Top terms according to discriminatory power (SVM weights).
| Terms for Japanese (nNS) | Weight | Terms for NS | Weight |
|---|---|---|---|
| showed | 0.060 | child | 0.044 |
| although | 0.056 | transplant | 0.036 |
| detected | 0.056 | found to | 0.033 |
| serum | 0.055 | patients had | 0.029 |
| after | 0.050 | secondary | 0.028 |
| having | 0.050 | anemia | 0.028 |
| analyzed | 0.048 | agents | 0.027 |
| because | 0.046 | protocols | 0.026 |
| without | 0.045 | hematologic | 0.025 |
| old | 0.038 | post | 0.025 |
| that the | 0.037 | negative | 0.024 |
| the patient | 0.036 | review | 0.023 |
| transplantation | 0.035 | demonstrated | 0.023 |
| however | 0.035 | consistent | 0.023 |
| year old | 0.034 | compared to | 0.023 |
| was performed | 0.034 | evaluated | 0.023 |
| remission | 0.034 | reviewed | 0.023 |
| infection | 0.034 | well | 0.022 |
| cell transplantation | 0.033 | diagnosed with | 0.022 |
| stem cell transplantation | 0.032 | receiving | 0.022 |
| mutation | 0.032 | other | 0.022 |
| cases | 0.031 | we present | 0.022 |
| course | 0.031 | literature | 0.021 |
| with acute | 0.030 | commonly | 0.021 |
| should be | 0.029 | effects of | 0.021 |
| age of | 0.029 | all patients | 0.021 |
| after the | 0.029 | previously | 0.021 |
| diagnosed | 0.028 | risk of | 0.021 |
| acute | 0.027 | common | 0.021 |
| followed by | 0.027 | survival | 0.021 |
Ranked list of n-grams showing which terms are most significant for differentiating the writing of NS and Japanese researchers in this study.

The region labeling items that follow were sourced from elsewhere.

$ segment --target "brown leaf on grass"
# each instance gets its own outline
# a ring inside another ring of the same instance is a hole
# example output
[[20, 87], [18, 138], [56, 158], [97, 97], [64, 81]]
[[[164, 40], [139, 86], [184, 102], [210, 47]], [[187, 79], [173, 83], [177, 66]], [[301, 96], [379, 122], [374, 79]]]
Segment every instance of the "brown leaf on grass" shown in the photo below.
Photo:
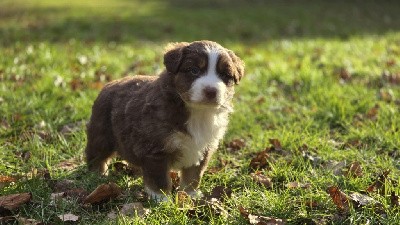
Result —
[[273, 185], [271, 178], [261, 174], [261, 172], [259, 171], [256, 173], [251, 173], [250, 176], [253, 178], [255, 182], [263, 185], [266, 188], [271, 188]]
[[206, 195], [206, 199], [212, 199], [215, 198], [219, 201], [224, 201], [226, 198], [230, 198], [232, 195], [232, 190], [228, 187], [224, 187], [221, 185], [215, 186], [211, 193]]
[[63, 222], [77, 222], [79, 220], [79, 216], [76, 216], [72, 213], [59, 215], [58, 218], [60, 218], [60, 220]]
[[225, 144], [228, 151], [238, 151], [246, 146], [246, 141], [243, 138], [233, 139]]
[[309, 189], [311, 187], [310, 183], [300, 183], [297, 181], [289, 182], [286, 184], [286, 187], [289, 189], [294, 189], [294, 188], [302, 188], [302, 189]]
[[336, 176], [343, 175], [345, 167], [346, 167], [346, 161], [338, 162], [335, 160], [329, 160], [322, 164], [323, 169], [332, 171], [332, 173]]
[[374, 107], [368, 110], [367, 114], [365, 115], [370, 120], [376, 120], [379, 112], [379, 105], [375, 104]]
[[18, 220], [18, 224], [21, 224], [21, 225], [43, 225], [44, 224], [35, 219], [27, 219], [27, 218], [23, 218], [23, 217], [17, 217], [17, 220]]
[[394, 191], [390, 194], [390, 205], [392, 207], [400, 207], [399, 196]]
[[269, 155], [267, 153], [267, 150], [261, 151], [257, 153], [256, 157], [251, 159], [250, 168], [252, 170], [264, 169], [269, 165], [268, 159]]
[[108, 201], [116, 198], [121, 194], [121, 188], [115, 183], [102, 184], [98, 186], [92, 193], [90, 193], [83, 203], [85, 204], [100, 204], [101, 202]]
[[267, 216], [258, 216], [250, 214], [249, 211], [243, 206], [239, 206], [239, 212], [250, 224], [257, 225], [285, 225], [286, 221], [283, 219], [271, 218]]
[[387, 176], [389, 175], [390, 170], [386, 170], [384, 171], [381, 175], [379, 175], [379, 177], [376, 179], [376, 181], [374, 183], [372, 183], [368, 188], [367, 188], [367, 192], [373, 192], [375, 190], [380, 191], [381, 193], [384, 192], [384, 185], [385, 185], [385, 181]]
[[314, 200], [307, 200], [304, 202], [304, 205], [308, 208], [313, 209], [313, 208], [318, 208], [321, 204]]
[[362, 177], [362, 167], [360, 162], [352, 162], [349, 169], [346, 171], [345, 175], [347, 177]]
[[327, 190], [328, 194], [331, 196], [333, 203], [338, 207], [338, 209], [343, 211], [348, 211], [350, 208], [349, 197], [341, 192], [338, 187], [332, 186]]
[[0, 196], [0, 208], [3, 207], [8, 210], [15, 210], [18, 209], [22, 204], [30, 202], [31, 199], [31, 193], [18, 193]]
[[315, 154], [312, 154], [310, 152], [302, 151], [301, 154], [304, 159], [306, 159], [312, 163], [313, 167], [317, 167], [324, 162], [324, 160], [322, 160], [321, 157], [315, 156]]
[[360, 207], [367, 206], [367, 205], [378, 204], [378, 202], [375, 199], [373, 199], [367, 195], [358, 193], [358, 192], [351, 193], [349, 195], [349, 198], [352, 200], [352, 203], [356, 208], [360, 208]]
[[88, 192], [83, 188], [74, 188], [64, 192], [64, 197], [71, 197], [78, 199], [79, 202], [82, 202], [87, 196]]

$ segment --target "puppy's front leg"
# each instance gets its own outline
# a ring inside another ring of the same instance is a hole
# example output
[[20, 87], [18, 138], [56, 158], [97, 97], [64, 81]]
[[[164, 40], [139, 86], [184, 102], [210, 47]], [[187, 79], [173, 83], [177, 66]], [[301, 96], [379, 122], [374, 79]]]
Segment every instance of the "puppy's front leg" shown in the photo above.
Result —
[[190, 197], [201, 197], [201, 191], [198, 190], [201, 177], [203, 176], [202, 166], [191, 166], [181, 170], [180, 189], [184, 190]]
[[143, 180], [150, 198], [166, 201], [172, 184], [169, 177], [168, 161], [165, 157], [148, 157], [143, 160]]
[[193, 165], [181, 170], [180, 188], [192, 198], [202, 197], [202, 193], [200, 190], [198, 190], [198, 188], [201, 177], [207, 168], [211, 155], [212, 151], [206, 151], [203, 160], [200, 162], [200, 165]]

Due to the characteristics of SVM models, weights should only be interpreted as ordinal rankings; no linear relationship should be inferred.
Count/percentage of abstracts with GI score falling in 95%-ile.
| Country | Count | Percentage |
|---|---|---|
| USA | 203 | 10% |
| Canada | 21 | 8% |
| UK | 14 | 5% |
| The Netherlands | 11 | 7% |
| Israel | 10 | 7% |
| Australia | 8 | 11% |
| Italy | 5 | 2% |
| France | 4 | 3% |
| India | 4 | 3% |
| Sweden | 2 | 2% |
| Denmark | 2 | 4% |
| Germany | 2 | 1% |
| Greece | 1 | 1% |
| Turkey | 1 | 0% |
| Switzerland | 1 | 2% |
| Austria | 1 | 2% |
| Norway | 1 | 2% |
Percentage of abstracts with “superior” scores within each country. “Superior” defined to be scores falling within the 95%-ile (i.e., greater than 89). Countries with no abstracts within the 95%-ile have not been included in this table.